2 cups shucked oysters in their liquor
2 garlic cloves, minced
juice and zest of ½ lemon
¾ cups heavy cream
1 tablespoon butter
1 tablespoon olive oil
½ teaspoon white pepper
¼ teaspoon salt
¼ teaspoon nutmeg
1/4 cup defrosted chopped frozen spinach
1/4 cup Parmigiana Reggiano
To serve: hot, cooked 8 oz mafaldine or linguine
Stir the lemon juice and the zest into the oysters. Set aside. Heat the olive oil in a large skillet. Sauté the garlic in the oil until fragrant. Add the cream, 1 tablespoon butter, salt, pepper and nutmeg. Bring to a boil and cook for just a minute or so, until the cream starts to thicken. Add the oysters and spinach to the pan and reduce the heat. Continue to cook just until the oysters are warmed through and look set. Remove from heat and stir in the Parmigiana Reggiano.
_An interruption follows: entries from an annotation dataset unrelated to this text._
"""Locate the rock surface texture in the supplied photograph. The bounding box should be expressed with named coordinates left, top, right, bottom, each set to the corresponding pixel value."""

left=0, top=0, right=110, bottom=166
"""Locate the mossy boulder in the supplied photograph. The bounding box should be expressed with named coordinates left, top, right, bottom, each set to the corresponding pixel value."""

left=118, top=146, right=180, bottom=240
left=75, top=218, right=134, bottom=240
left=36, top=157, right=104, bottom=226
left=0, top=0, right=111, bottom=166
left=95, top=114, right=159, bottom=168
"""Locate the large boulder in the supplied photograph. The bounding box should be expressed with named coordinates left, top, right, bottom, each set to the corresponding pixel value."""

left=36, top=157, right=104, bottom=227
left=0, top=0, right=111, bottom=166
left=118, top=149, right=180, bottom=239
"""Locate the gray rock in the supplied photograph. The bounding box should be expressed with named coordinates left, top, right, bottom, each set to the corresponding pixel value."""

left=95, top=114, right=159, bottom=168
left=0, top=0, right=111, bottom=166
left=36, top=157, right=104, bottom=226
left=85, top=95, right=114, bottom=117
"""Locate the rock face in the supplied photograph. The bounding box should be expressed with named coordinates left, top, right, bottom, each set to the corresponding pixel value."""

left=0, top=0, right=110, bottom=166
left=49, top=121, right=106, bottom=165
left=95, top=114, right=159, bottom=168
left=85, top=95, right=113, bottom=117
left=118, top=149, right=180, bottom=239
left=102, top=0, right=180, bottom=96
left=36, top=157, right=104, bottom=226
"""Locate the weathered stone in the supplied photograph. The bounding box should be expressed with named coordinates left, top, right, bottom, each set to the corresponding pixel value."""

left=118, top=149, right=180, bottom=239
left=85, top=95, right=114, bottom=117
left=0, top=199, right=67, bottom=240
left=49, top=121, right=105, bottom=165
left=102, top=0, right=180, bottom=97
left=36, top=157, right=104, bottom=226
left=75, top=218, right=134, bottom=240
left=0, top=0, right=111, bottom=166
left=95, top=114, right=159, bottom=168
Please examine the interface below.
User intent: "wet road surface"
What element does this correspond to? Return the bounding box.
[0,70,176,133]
Toss with the hot pasta and serve.
When we think about buying food in season fruits and vegetables are the first things that come to mind. However, there is another favorite food that many people consider to have a season: Chesapeake Bay oysters. Many people still follow the rule that states that oysters should only be consumed during months that contain the letter “R”.
The reasoning behind the rule was simple. Before modern refrigeration, it was risky to ship oysters any distance during the steamy Summer months. On very hot days, oysters often spoiled during transit. By restricting the season from Autumn to early Spring, diners were less likely to get food poisoning from improperly refrigerated oysters.
While oysters are now safe to eat and available for purchase all year, many people still stick to the traditional season. Because of this, fresh, local oysters are often easier to find during the colder months than they are the rest of the year. Luckily I was able to find these lovely examples and turn them in to a wonderful, creamy but not too heavy sauce.